NOTICIAS CDMX

Risas, placer y derechos: el Monumento a la Revolución inaugura el “Tiempo de Mujeres” con histórica clase masiva de salud sexual
Ciudad de México, 27 de Febrero de 2026
Prensa en línea
Ciudad de México.— La tarde del 27 de febrero, el Monumento a la Revolución se transformó en un foro abierto para dialogar, aprender y celebrar la sexualidad femenina sin estigmas. Con una clase masiva de salud sexual organizada por las Secretarías de Cultura, Salud y de las Mujeres, el Gobierno capitalino dio inicio a la octava edición de Tiempo de Mujeres Festival por la Igualdad, una iniciativa que coloca en el centro los derechos y la autonomía de las mujeres.
Durante la apertura, la secretaria de Cultura de la Ciudad de México, Ana Francis López Bayghen Patiño, destacó que la capital atraviesa un proceso de transformación cultural que busca romper silencios históricos en torno a la vida íntima de las mujeres. Subrayó que generar espacios donde se pueda hablar abiertamente sobre placer y salud sexual no solo implica información, sino también reconciliarse con el cuerpo desde la alegría. En un tono cercano y desenfadado, reivindicó la risa y el orgasmo como expresiones vitales que conectan con la libertad y el bienestar.

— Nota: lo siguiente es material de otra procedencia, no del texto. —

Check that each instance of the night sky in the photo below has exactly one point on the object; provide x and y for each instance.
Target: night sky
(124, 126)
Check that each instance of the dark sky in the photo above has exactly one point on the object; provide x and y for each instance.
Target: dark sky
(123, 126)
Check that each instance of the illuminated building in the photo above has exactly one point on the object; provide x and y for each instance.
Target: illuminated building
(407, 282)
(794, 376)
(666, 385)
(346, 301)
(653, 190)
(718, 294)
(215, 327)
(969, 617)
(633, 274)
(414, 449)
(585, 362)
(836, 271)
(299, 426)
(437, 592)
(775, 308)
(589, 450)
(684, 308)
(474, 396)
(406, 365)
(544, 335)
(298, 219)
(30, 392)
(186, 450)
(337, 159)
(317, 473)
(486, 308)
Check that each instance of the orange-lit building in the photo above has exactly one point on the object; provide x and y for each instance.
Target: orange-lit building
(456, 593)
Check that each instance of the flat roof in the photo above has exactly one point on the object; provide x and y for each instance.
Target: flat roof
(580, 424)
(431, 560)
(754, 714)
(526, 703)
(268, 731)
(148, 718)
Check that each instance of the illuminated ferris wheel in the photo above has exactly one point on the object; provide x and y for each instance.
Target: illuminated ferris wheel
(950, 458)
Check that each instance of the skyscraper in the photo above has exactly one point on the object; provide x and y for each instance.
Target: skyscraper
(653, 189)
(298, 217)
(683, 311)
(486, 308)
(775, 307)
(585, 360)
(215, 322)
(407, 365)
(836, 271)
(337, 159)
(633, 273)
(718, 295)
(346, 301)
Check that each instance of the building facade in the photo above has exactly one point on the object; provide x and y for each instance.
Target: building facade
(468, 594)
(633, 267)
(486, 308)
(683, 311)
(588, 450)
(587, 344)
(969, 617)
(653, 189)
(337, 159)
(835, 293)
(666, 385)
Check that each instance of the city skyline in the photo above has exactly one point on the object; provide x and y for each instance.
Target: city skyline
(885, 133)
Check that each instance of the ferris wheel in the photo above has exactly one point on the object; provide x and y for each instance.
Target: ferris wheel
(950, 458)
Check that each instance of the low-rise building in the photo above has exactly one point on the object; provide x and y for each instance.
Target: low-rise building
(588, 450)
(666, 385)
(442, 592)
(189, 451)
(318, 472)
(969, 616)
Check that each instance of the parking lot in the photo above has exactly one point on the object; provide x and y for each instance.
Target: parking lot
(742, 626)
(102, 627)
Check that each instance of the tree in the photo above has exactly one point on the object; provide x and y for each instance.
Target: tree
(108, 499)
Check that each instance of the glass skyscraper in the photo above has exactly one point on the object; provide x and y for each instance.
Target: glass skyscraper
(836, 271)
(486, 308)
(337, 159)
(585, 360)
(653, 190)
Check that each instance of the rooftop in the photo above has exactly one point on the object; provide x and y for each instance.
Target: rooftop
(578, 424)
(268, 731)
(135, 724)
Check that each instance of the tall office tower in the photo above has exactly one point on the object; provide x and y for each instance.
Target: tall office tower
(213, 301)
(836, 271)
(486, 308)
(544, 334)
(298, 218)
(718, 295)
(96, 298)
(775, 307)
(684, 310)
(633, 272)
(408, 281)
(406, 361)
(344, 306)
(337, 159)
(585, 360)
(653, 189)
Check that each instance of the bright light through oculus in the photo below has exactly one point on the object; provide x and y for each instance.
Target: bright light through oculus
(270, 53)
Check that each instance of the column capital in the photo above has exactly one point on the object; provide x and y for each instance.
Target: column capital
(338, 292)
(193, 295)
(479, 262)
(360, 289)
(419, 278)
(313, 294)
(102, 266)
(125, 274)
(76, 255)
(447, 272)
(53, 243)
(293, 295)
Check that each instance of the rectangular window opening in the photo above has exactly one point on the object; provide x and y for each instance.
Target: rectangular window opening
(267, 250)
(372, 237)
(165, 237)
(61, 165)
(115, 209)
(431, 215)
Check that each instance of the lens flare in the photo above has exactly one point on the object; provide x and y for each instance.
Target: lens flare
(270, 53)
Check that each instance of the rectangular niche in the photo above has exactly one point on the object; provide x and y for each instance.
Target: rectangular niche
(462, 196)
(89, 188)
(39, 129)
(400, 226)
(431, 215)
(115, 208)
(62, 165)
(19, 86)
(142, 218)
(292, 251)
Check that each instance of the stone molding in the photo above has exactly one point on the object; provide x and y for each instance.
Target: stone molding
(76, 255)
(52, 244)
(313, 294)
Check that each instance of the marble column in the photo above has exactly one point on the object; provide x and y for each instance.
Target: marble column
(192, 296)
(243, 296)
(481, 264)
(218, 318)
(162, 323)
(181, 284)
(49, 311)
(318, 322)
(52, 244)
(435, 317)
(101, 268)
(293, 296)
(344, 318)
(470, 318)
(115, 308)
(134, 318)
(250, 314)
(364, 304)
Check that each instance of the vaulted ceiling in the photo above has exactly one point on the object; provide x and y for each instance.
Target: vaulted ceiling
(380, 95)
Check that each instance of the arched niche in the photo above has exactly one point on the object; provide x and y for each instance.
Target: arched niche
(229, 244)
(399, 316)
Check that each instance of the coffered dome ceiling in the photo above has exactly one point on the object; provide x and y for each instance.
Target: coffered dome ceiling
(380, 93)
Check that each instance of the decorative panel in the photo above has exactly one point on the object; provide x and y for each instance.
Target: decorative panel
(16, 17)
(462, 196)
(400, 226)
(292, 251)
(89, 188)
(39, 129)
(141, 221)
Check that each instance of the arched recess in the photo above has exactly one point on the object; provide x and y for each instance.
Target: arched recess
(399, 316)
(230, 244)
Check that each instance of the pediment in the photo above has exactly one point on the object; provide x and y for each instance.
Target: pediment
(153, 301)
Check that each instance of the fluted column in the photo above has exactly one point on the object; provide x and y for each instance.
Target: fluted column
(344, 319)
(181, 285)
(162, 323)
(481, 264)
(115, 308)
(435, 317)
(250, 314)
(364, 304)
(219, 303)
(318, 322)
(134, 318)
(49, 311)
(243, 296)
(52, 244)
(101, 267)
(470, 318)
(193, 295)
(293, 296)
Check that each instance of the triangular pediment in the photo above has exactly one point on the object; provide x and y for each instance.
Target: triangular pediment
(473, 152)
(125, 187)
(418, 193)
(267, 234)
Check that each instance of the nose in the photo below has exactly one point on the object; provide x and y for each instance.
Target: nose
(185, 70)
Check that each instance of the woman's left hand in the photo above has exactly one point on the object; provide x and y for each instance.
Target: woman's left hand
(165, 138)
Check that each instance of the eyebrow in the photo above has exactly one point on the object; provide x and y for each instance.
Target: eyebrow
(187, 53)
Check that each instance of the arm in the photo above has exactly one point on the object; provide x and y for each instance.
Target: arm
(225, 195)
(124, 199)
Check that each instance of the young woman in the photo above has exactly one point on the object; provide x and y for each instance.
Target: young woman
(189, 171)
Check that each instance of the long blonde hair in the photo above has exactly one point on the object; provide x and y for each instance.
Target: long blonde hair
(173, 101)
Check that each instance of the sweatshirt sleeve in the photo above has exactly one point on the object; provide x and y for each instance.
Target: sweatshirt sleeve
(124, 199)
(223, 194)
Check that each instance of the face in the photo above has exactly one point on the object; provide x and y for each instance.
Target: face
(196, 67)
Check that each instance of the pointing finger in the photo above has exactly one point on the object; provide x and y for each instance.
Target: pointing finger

A su vez, la titular de la Secretaría de las Mujeres, Daptnhe Cuevas Ortiz, hizo un recuento de las luchas feministas que han permitido ampliar derechos en distintos ámbitos y afirmó que el siguiente paso es transformar la manera en que se concibe la sexualidad femenina. Señaló que el placer, la autonomía y la toma de decisiones forman parte de los derechos fundamentales, y que desvincular la sexualidad exclusivamente de la reproducción es un avance necesario hacia una visión más integral y libre.

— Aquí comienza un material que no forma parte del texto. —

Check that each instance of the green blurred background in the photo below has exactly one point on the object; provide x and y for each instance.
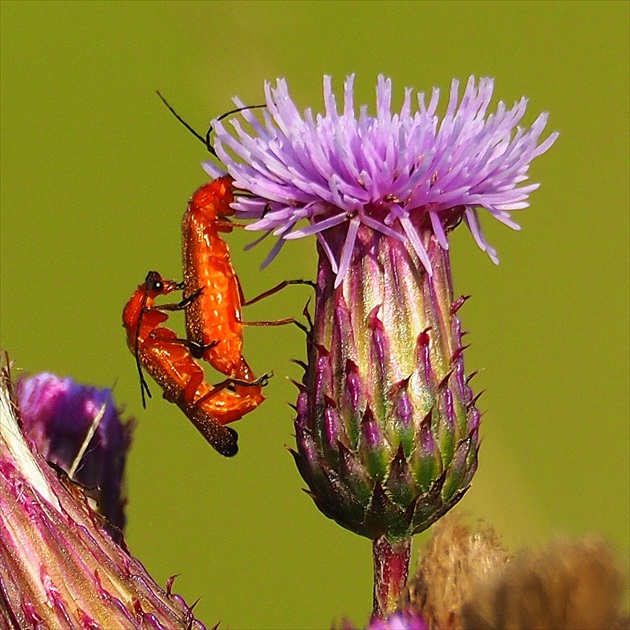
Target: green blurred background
(96, 174)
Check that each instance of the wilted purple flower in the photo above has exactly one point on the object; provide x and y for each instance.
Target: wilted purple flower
(386, 427)
(59, 568)
(77, 427)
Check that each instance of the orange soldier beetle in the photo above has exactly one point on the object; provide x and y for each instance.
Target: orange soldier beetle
(169, 361)
(216, 314)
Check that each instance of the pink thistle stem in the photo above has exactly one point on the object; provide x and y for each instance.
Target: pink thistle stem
(391, 570)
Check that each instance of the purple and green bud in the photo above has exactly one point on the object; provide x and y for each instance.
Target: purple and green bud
(59, 566)
(386, 427)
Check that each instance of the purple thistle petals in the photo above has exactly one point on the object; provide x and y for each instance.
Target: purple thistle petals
(387, 171)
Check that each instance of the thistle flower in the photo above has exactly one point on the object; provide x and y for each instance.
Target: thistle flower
(77, 428)
(59, 568)
(386, 427)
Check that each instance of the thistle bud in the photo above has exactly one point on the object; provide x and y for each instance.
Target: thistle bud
(386, 427)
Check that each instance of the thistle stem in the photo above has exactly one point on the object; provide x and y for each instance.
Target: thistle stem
(391, 570)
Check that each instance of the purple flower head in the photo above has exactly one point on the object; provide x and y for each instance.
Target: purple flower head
(395, 173)
(77, 427)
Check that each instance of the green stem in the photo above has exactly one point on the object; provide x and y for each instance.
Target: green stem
(391, 570)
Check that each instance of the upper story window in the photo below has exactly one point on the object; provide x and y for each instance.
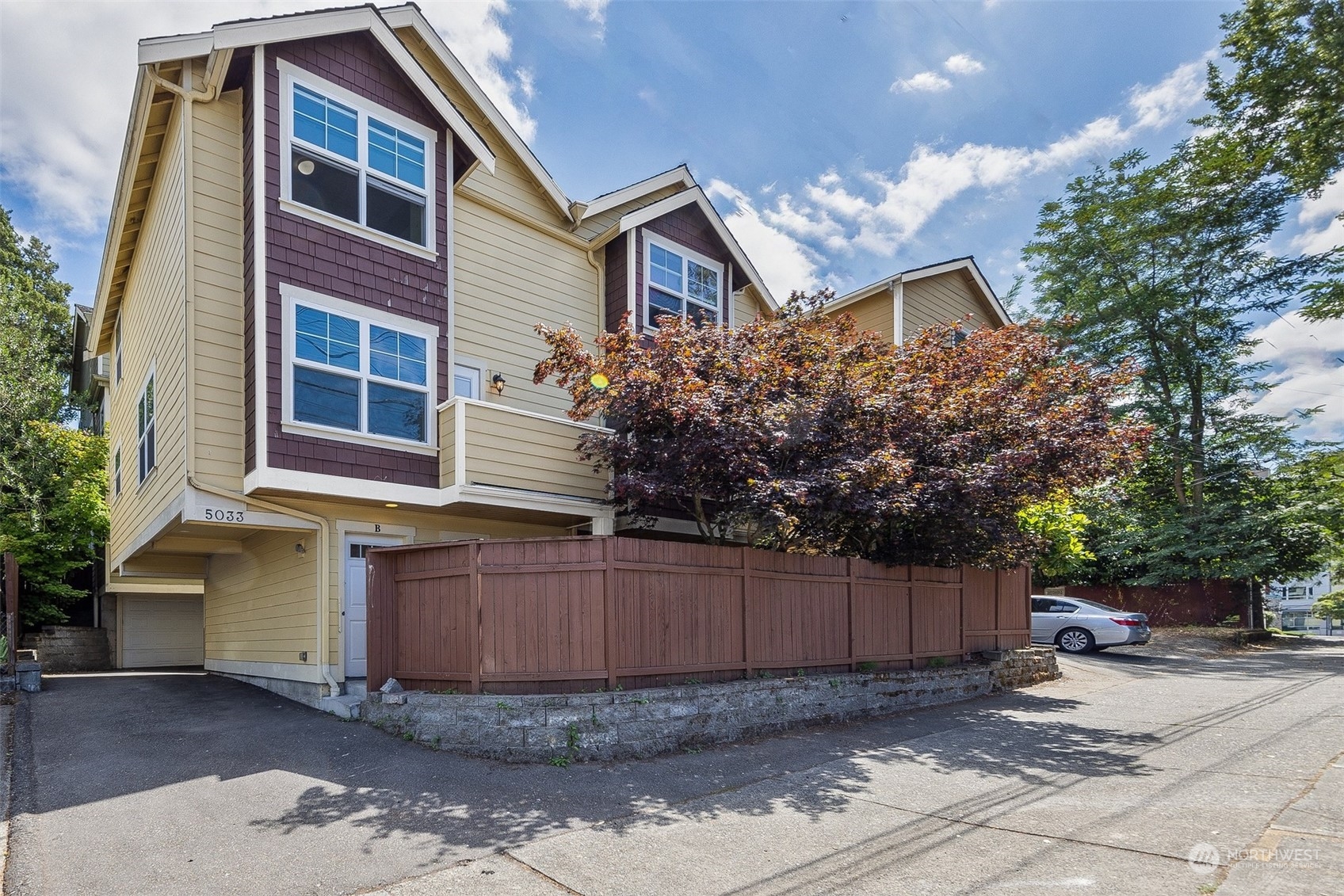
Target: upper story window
(146, 418)
(353, 163)
(681, 282)
(355, 372)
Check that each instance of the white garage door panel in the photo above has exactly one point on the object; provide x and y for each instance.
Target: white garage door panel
(163, 631)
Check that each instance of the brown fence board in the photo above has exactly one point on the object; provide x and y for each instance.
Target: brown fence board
(527, 614)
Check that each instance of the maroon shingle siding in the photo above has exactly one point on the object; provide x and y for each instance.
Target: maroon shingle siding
(685, 226)
(617, 281)
(331, 262)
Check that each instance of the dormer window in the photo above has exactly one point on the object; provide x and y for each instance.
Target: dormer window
(681, 282)
(353, 164)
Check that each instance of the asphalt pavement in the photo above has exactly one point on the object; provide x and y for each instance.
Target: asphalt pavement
(1137, 772)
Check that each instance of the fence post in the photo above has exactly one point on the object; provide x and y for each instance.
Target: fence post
(609, 633)
(473, 586)
(11, 608)
(850, 594)
(746, 617)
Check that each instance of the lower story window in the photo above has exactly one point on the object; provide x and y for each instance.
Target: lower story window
(359, 375)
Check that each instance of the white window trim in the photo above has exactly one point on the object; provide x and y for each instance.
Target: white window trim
(291, 295)
(152, 429)
(475, 368)
(292, 74)
(689, 254)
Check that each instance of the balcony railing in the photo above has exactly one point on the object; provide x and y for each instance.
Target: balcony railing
(491, 445)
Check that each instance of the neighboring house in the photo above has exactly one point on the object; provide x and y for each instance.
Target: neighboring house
(1292, 601)
(902, 305)
(326, 256)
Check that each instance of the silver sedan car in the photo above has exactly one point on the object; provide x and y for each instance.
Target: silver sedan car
(1079, 627)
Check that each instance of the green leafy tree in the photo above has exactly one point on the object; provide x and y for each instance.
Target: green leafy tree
(52, 480)
(809, 436)
(1331, 606)
(1160, 265)
(1282, 108)
(1060, 525)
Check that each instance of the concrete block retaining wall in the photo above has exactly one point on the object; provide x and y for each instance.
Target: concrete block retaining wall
(643, 723)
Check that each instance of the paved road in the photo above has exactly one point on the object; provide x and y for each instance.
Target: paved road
(1102, 782)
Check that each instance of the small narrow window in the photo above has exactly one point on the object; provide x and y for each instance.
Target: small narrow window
(147, 429)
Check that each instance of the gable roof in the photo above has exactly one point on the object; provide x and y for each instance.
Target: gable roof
(679, 200)
(965, 264)
(249, 32)
(410, 17)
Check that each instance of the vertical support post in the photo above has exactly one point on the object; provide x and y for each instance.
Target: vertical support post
(609, 631)
(853, 660)
(746, 616)
(473, 586)
(11, 608)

Por su parte, la secretaria de Salud capitalina, Nadine Gasman Zylbermann, explicó que esta actividad marca el arranque de las conmemoraciones por el Día Internacional de las Mujeres. Resaltó que abrir conversaciones públicas sobre placer, consentimiento y prevención es clave para que las mujeres ejerzan plenamente sus derechos sexuales y reproductivos. Insistió en que la información y el conocimiento del propio cuerpo son herramientas esenciales para erradicar la violencia y vivir la sexualidad sin miedo ni culpa.
Desde las 16:00 horas, mujeres de distintas edades comenzaron a recorrer los módulos instalados en la explanada. En ellos se ofreció orientación sobre métodos anticonceptivos, bienestar emocional y autocuidado, además de pruebas rápidas para la detección de VIH, sífilis y hepatitis C. Ariana, vecina de la alcaldía Gustavo A. Madero, consideró que este tipo de encuentros permiten normalizar un tema que durante años permaneció rodeado de tabúes y destacó la importancia de mantener abiertos estos espacios de información.

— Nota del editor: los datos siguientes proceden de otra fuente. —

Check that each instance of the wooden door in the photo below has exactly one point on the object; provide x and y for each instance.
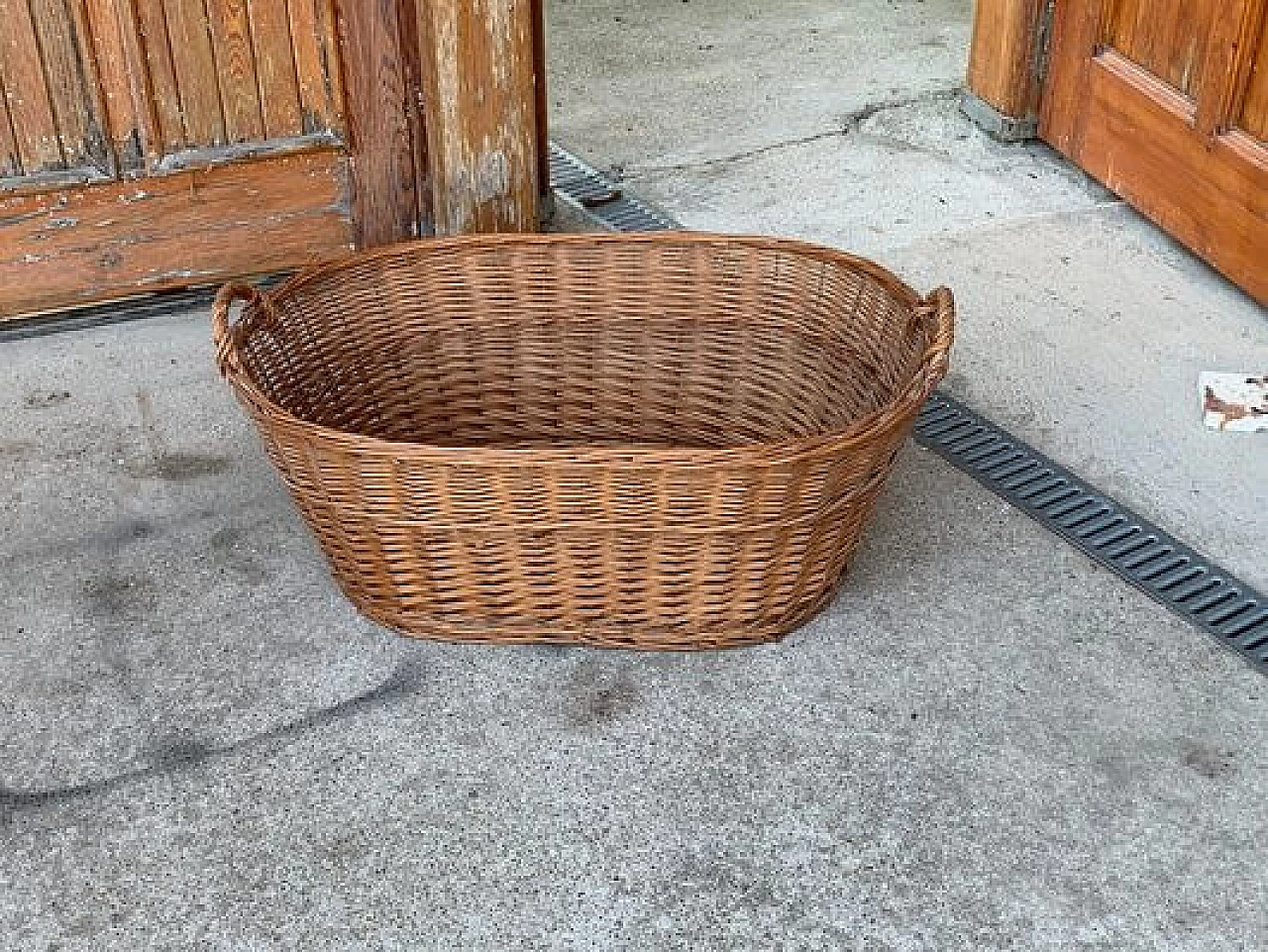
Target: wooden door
(149, 144)
(1167, 103)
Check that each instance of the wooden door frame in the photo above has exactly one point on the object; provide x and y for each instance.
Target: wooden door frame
(223, 214)
(1005, 66)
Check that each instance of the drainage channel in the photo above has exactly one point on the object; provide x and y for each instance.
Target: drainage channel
(1136, 550)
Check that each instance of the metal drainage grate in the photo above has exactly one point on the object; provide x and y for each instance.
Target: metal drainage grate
(1132, 548)
(602, 200)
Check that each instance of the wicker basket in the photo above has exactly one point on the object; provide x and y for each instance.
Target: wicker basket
(665, 440)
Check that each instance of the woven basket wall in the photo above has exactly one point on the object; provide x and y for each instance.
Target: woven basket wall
(660, 440)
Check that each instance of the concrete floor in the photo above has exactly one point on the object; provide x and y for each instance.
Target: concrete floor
(986, 743)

En los stands participaron la Secretaría de Salud Pública local, la Secretaría de las Mujeres, el Instituto para la Atención y Prevención de Adicciones, el Consejo Ciudadano para la Seguridad y Justicia y el Instituto de la Juventud de la Ciudad de México, que brindaron asesoría especializada y materiales informativos.
El programa artístico comenzó con la comediante Ana Julia Yeyé, quien a través del stand up abordó con humor las creencias arraigadas en torno a la sexualidad femenina. Posteriormente, la actriz y sexóloga Irene Moreno profundizó en temas de autoexploración y placer, planteando preguntas que pocas veces encuentran espacio en la conversación pública.
Más tarde, la especialista en Sexología Educativa Dann Molina ofreció una reflexión histórica sobre la percepción del cuerpo y los genitales, señalando cómo las miradas androcentristas han influido en la educación sexual. Destacó la necesidad de promover el consentimiento y de incorporar contenidos integrales desde la infancia para construir relaciones más equitativas y respetuosas.
La jornada concluyó con la presentación musical de Nina Nina, quien convirtió la explanada en un espacio de celebración colectiva bajo la luz de la luna. Entre música y consignas de libertad, el emblemático monumento capitalino se consolidó como un escenario donde el placer y los derechos sexuales dejaron de ser susurro para convertirse en conversación abierta.
Así, uno de los símbolos urbanos más representativos de la ciudad fue resignificado por una tarde y noche en las que la educación, la risa y la información se entrelazaron para reafirmar que la sexualidad también es un territorio de derechos.